The bottleneck is usually Whisper.cpp on the Oracle ARM VM. Switch to ggml-tiny.bin model for faster transcription (~0.5s for 10s audio) or add request queuing with Bull so multiple users don't run Whisper simultaneously.


Monitoring commands

bash — useful daily checks
# Check server is running
pm2 status

# View last 100 log lines
pm2 logs tutor-api --lines 100

# Check disk usage
df -h

# Check Oracle VM CPU/memory
htop

# Count total users in DB
sqlite3 tutor.db "SELECT COUNT(*) FROM users;"

# Count paid users
sqlite3 tutor.db "SELECT COUNT(*) FROM users WHERE is_active = 1;"

# Today's session count
sqlite3 tutor.db "SELECT COUNT(*) FROM sessions WHERE date = date('now');"

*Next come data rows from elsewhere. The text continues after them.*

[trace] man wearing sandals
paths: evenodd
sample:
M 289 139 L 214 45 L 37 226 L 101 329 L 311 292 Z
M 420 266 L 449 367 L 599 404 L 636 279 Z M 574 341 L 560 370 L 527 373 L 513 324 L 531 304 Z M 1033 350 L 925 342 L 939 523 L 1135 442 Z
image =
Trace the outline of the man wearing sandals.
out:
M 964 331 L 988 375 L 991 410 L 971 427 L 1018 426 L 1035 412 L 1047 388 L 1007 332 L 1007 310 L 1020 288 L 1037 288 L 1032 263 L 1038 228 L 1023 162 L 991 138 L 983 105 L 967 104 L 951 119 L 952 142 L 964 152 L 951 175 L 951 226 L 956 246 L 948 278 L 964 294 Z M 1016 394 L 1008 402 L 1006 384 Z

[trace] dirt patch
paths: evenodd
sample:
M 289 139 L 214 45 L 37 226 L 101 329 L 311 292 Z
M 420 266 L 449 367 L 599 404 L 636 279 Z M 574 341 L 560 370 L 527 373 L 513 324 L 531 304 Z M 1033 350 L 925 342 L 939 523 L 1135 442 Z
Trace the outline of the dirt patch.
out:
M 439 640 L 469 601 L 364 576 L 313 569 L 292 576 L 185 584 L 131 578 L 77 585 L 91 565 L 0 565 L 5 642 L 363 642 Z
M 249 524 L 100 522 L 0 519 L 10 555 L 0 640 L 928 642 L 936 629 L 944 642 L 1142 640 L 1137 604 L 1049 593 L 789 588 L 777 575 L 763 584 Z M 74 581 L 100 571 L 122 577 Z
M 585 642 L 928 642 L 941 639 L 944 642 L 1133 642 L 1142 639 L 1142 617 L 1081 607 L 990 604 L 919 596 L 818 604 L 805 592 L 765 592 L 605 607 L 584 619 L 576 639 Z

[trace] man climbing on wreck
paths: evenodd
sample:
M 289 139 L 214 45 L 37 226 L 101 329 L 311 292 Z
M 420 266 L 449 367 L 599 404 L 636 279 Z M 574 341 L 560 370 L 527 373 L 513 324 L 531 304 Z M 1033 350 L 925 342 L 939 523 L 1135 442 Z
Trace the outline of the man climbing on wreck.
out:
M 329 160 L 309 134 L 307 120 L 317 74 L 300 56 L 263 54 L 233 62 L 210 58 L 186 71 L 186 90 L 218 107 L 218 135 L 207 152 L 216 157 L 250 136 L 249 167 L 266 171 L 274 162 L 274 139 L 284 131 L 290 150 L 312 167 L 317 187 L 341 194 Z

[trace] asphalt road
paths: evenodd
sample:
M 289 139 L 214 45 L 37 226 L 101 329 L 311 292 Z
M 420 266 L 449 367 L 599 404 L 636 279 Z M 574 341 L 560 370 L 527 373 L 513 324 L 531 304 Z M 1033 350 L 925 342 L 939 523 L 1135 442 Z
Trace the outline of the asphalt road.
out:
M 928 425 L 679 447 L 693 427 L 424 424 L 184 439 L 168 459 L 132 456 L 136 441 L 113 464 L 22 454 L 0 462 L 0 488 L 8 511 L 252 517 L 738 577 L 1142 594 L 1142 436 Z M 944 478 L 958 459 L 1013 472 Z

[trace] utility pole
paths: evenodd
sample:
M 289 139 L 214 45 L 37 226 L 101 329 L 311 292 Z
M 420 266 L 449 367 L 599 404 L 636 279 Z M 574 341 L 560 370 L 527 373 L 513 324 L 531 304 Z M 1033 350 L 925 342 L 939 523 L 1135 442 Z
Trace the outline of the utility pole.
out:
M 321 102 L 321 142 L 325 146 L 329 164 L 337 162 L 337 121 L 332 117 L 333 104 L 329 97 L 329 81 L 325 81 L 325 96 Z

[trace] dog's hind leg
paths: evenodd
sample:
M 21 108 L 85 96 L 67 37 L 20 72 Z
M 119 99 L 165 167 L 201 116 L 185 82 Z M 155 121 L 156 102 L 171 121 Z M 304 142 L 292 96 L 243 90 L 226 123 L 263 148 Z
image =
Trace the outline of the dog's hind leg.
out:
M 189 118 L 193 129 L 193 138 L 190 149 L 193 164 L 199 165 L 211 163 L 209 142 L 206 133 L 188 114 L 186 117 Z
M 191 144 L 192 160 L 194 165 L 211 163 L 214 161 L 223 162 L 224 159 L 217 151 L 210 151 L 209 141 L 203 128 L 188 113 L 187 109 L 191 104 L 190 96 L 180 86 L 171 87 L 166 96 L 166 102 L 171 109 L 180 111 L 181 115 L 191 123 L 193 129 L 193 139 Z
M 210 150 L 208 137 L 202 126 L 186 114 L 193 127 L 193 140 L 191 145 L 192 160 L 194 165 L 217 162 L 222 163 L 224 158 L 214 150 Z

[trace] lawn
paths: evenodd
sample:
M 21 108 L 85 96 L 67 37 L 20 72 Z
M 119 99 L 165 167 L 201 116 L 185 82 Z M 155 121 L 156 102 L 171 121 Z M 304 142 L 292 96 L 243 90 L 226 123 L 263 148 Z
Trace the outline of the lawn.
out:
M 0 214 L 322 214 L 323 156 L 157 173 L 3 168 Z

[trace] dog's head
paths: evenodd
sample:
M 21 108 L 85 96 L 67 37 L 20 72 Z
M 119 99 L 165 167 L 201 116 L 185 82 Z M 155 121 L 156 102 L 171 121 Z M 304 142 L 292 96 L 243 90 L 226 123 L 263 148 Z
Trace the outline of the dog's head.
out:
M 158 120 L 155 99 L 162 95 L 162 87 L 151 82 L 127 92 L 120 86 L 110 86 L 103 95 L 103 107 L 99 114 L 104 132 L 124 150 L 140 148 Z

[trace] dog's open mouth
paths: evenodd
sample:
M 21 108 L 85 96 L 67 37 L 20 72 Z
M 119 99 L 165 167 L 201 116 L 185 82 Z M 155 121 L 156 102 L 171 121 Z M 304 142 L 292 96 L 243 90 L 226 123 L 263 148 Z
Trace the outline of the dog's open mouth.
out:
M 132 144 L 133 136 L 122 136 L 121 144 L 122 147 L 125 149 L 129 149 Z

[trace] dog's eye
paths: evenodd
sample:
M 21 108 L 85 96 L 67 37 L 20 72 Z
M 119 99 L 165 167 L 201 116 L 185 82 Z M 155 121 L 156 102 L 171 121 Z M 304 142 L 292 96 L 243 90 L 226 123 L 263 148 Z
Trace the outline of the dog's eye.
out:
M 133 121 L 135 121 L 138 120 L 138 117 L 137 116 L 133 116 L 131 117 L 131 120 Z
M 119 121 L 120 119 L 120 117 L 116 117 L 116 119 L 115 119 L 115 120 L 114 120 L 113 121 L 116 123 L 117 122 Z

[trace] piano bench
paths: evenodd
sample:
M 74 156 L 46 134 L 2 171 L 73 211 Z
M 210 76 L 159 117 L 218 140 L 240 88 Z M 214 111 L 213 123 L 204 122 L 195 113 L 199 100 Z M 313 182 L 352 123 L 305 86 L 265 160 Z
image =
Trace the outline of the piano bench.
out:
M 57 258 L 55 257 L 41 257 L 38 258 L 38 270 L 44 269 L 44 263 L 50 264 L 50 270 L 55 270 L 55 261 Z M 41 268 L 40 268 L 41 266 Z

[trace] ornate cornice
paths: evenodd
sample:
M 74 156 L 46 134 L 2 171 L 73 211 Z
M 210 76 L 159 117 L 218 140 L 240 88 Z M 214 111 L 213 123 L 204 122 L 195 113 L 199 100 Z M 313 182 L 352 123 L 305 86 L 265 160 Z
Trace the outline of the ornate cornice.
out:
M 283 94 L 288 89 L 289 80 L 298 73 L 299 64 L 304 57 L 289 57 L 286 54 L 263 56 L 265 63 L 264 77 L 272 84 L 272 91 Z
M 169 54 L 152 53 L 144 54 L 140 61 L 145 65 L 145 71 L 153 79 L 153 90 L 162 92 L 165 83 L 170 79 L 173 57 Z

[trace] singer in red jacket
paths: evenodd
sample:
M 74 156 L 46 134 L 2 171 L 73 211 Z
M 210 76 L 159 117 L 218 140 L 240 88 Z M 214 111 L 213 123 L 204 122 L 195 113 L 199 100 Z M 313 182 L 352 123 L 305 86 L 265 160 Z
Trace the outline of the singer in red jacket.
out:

# Check audio cache folder size
du -sh ~/tutor-app/audio/
Good luck with your build! Start with the Oracle VM setup (section 04), then Whisper (05), then Gemini (07), then the backend (08). Get the API working end-to-end before touching Flutter. Test with Postman first — it's much faster to debug. Your first real user paying ₹1 will feel incredible.